🤖 AI Summary
Existing camera calibration methods are often constrained by controlled environments or single-view assumptions, limiting their ability to model multi-view geometric consistency in real-world scenarios. This work proposes CalibAnyView, a unified framework that, for the first time, enables joint estimation of intrinsic camera parameters and gravity direction from an arbitrary number of input views. The approach integrates a multi-view Transformer, dense perspective field prediction, and geometric optimization, while introducing a heterogeneous lens distortion model. Alongside the method, the authors introduce the first large-scale multi-view outdoor video dataset.
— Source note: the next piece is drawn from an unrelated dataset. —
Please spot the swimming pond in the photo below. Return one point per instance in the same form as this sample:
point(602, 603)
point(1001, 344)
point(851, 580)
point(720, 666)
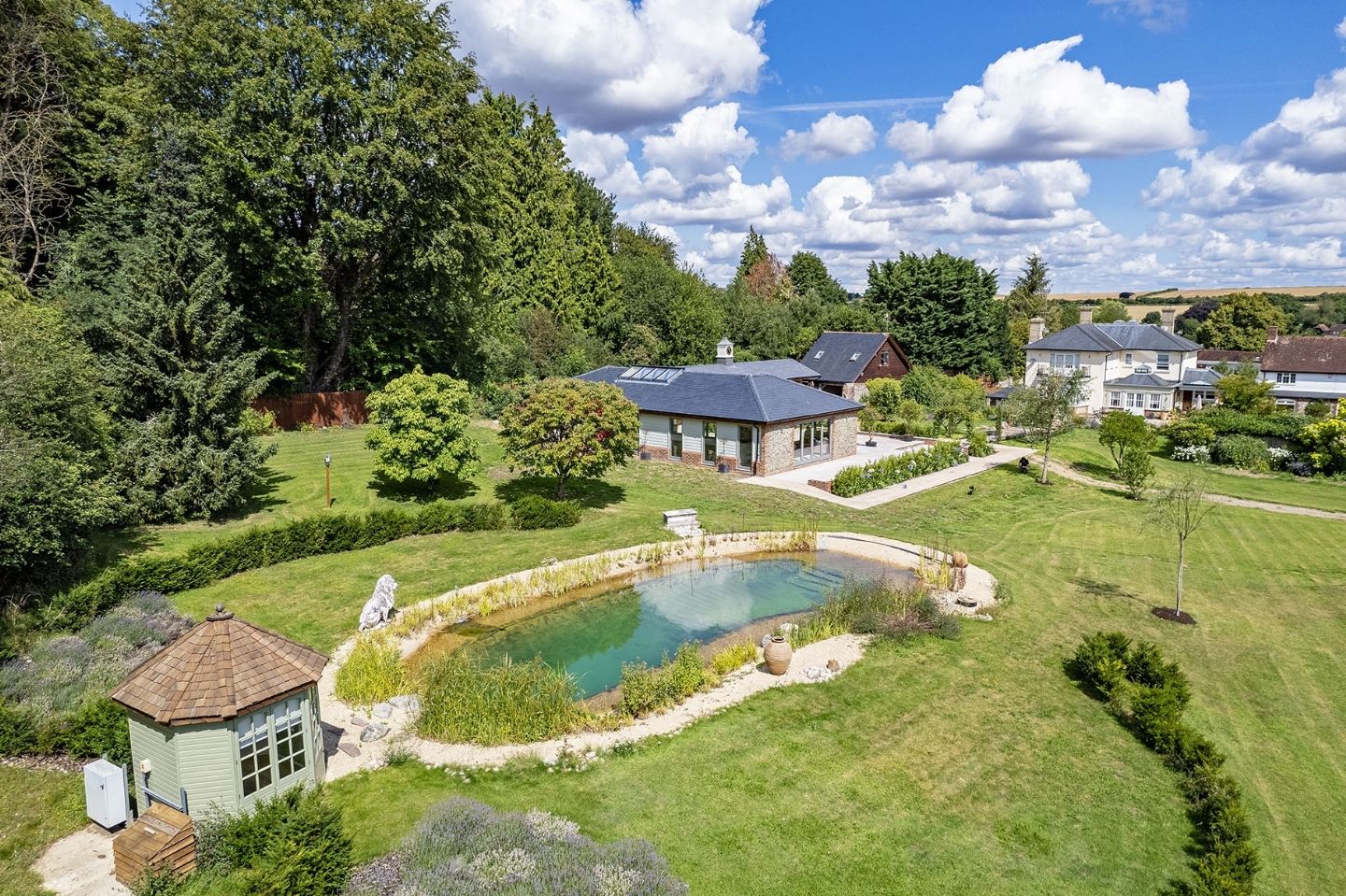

Experiments demonstrate that CalibAnyView outperforms state-of-the-art methods in both single- and multi-view settings, significantly enhancing accuracy and robustness in downstream tasks such as 3D reconstruction and robotic perception.
📝 Abstract
Camera calibration is a fundamental prerequisite for reliable geometric perception, yet classical approaches rely on controlled acquisition setups that are impractical for in-the-wild imagery. Recent learning-based methods have shown promising results for single-view calibration, but inherently neglect geometric consistency across multiple views. We introduce CalibAnyView, a unified formulation that supports an arbitrary number of input views ($N \geq 1$) by explicitly modeling cross-view geometric consistency. To facilitate this, we construct a large-scale multi-view video dataset covering diverse real-world scenarios, including multiple camera models, dynamic scenes, realistic motion trajectories, and heterogeneous lens distortions. Building on this dataset, we develop a multi-view transformer that predicts dense perspective fields, which are further integrated into a geometric optimization framework to jointly estimate camera intrinsics and gravity direction. Extensive experiments demonstrate that CalibAnyView consistently outperforms state-of-the-art methods, achieves strong robustness under single-view settings, and further improves with multi-view inference, providing a reliable foundation for downstream tasks such as 3D reconstruction and robotic perception in the wild.